The infamous Xenomorph Android malware is back again, this time upgraded with new features that can target over 100 different banking and crypto apps, including 35 US financial institutions. [As reported by BleepingComputer, the banking Trojan was first discovered by ThreatFabric security researchers in February 2022. Since then, there have been several updates to Xenomorph, including one that modularizes the malware and makes it more flexible. However, it was distributed using a dropper called BugDrop, which allowed it to bypass Android 13's security features.

Now, however, an upgraded version of Xenomorph is being used in a new campaign targeting Android users in the United States, Canada, Spain, Italy, Portugal, and Belgium. This time, a new "mimic" feature allows the malware to run as a separate app on the best Android smartphones, and a "ClickOnPoint" feature allows the cybercriminals behind it to simulate taps at specific locations on your phone's screen ...

Since Xenomorph uses overlays to steal credentials from banking and crypto apps and drain funds from accounts, this Android malware is particularly dangerous and should be avoided at all costs.

According to ThreatFabric, the cybercriminals behind this new campaign have decided to use phishing sites to infect unsuspecting Android users with the Xenomorph malware.

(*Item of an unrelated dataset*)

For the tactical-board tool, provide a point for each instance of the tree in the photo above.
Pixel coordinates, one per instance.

These phishing sites inform potential victims that the version of Chrome they are using is outdated and needs to be updated immediately. At the bottom of the page is a button that says "Upgrade Chrome," but instead of downloading a new version of Google's browser, it directs them to a malicious APK file. This APK file actually contains the Xenomorph malware, which they unwittingly installed on their smartphones.

Like previous versions of this banking Trojan, it continues to use overlays to steal user credentials from banking and crypto apps. These overlays appear on top of legitimate apps and look just like them. However, like credit card skimmers, once the user enters some information, that information is in the hands of hackers. The following are some of the banking and crypto apps targeted by TheatFabric (a full list is available in TheatFabric's blog post):

The overlays that are preloaded on the Xenomorph malware vary depending on where the victim is physically located It is worth noting that.

With respect to this new Xenomorph campaign, victims may have been able to avoid having their devices infected with this malware if they had not been tempted to update Chrome. As most Android users know, app updates are provided directly from the Google Play Store, so there is no need to download them from a website or install them as a separate APK file.

Similarly, to avoid becoming a victim of Android malware, apps should not be side-loaded and new apps only from official Android app stores such as Google Play, Amazon Appstore, and Samsung Galaxy Store You should only install new apps from official Android app stores such as Google Play, Amazon Appstore, and Samsung Galaxy Store. Sideloaded apps are not subject to the same rigorous security checks as apps uploaded to official app stores.

For extra protection, you should also consider installing one of the best Android antivirus apps on your smartphone; Google Play Protect can scan new and existing apps for malware, but it is not available on the official Android app store. but does not offer the same features as paid Android antivirus apps.

Xenomorph is still relatively new malware, but multiple updates and new versions have already been released. Therefore, cybercriminals and hackers may continue to use this malware in their attacks and add more overlays of popular banking and crypto apps.